Hat sich die Stadt auch abseits der wirtschaftlichen Entwicklung verändert?

Blust: Wir haben die Infrastruktur in Neckarsulm stark ausgebaut und auf einen hervorragenden Stand gebracht. Das Verhältnis zwischen Bürgern, Verbänden, Kirchen und Stadt war früher schon gut und ist es heute noch. Das wird auch anerkannt.

Wie haben Sie sich verändert in dieser Zeit?

Blust: Ich habe mich wenig verändert im Umgang mit Mitbürgern und meinen Mitarbeitern. Das Amt des OB macht aber ernster und nachdenklicher.

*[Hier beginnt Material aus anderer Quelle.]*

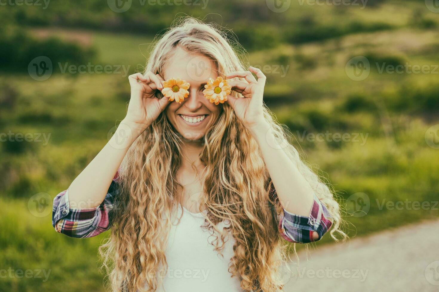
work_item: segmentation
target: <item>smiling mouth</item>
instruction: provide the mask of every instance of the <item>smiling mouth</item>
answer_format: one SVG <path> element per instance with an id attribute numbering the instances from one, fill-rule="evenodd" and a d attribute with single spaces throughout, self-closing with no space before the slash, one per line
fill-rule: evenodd
<path id="1" fill-rule="evenodd" d="M 209 115 L 201 115 L 196 116 L 189 116 L 184 115 L 178 115 L 181 119 L 191 126 L 199 125 L 203 122 Z"/>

Man trägt viel Verantwortung.

Wie haben Sie den Spagat zwischen Privatleben und öffentlicher Person geschafft?

Blust: Als ich 1992 gewählt wurde, waren meine Kinder schon groß. Meine Frau hat das Amt immer mitgetragen, sie musste mich oft entbehren.

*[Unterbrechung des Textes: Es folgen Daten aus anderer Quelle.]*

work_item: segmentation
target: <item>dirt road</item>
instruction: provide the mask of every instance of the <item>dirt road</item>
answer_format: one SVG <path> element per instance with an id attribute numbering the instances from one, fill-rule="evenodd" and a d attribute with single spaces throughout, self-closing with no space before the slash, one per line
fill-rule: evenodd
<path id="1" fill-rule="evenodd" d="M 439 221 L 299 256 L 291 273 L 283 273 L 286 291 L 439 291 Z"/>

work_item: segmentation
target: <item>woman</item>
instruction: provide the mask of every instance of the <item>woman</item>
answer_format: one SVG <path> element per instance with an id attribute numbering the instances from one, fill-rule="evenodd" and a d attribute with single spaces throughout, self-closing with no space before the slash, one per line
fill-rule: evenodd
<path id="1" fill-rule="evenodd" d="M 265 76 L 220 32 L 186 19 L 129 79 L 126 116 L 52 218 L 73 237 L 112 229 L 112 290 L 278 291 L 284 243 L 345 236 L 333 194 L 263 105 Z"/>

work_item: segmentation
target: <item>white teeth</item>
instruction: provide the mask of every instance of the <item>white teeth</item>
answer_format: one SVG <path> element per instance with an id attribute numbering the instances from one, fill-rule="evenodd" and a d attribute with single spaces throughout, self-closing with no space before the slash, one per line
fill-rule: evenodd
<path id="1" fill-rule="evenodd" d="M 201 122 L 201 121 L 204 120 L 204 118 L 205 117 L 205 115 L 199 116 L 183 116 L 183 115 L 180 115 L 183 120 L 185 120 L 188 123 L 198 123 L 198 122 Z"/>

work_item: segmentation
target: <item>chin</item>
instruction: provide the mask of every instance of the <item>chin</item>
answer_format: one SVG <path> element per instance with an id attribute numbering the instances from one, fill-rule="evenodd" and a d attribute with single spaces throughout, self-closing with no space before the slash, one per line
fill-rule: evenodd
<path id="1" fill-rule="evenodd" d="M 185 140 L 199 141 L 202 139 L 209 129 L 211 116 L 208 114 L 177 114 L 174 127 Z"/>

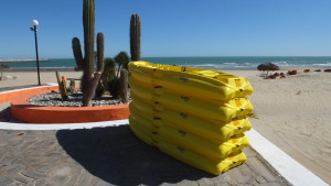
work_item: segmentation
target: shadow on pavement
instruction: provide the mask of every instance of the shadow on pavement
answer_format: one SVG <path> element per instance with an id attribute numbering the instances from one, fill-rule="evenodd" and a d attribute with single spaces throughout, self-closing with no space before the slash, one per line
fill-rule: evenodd
<path id="1" fill-rule="evenodd" d="M 145 144 L 129 125 L 61 130 L 56 138 L 90 174 L 114 185 L 160 185 L 213 177 Z"/>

Sie haben Ihre Kollegen nie spüren lassen, dass Neckarsulm der wichtigste Zahler im Landkreis ist. Trotzdem: Spürten Sie eine besondere Verantwortung für die gesamte Region?

Blust: In der Tat trägt der Neckarsulmer OB nicht nur Verantwortung für die Stadt, sondern auch Mitverantwortung für den gesamten Landkreis. Der profitiert von Kreisumlage und Arbeitsplätzen. Es ist nicht meine Art zu prahlen. Meine Kollegen waren dankbar, dass es Neckarsulm so gut geht.

Gibt es auch Neider?

Blust: Ich denke, dass die Kollegen nicht neidisch sind. Zumindest wurde Derartiges mir gegenüber nie geäußert.

Ein Blick zurück: Was war die größte Krise, was hat Sie besonders gefreut?

Blust: Die größte Krise war zu Beginn meiner Amtszeit der Abbau von Arbeitsplätzen bei Audi. Doch auch diese Probleme haben sich relativ schnell gelöst; es ging bald wieder aufwärts. In meinen ersten OB-Jahren brachen zudem die Gewerbesteuern ein. Am meisten haben mich die gute Entwicklung unserer Unternehmen, die zahlreiche Ansiedlung neuer Firmen und meine Wiederwahl im Jahr 2000 gefreut - wenn die Wahlbeteiligung auch recht gering ausfiel.

Ist der parteipolitische Einfluss auf die Kommunalpolitik größer geworden?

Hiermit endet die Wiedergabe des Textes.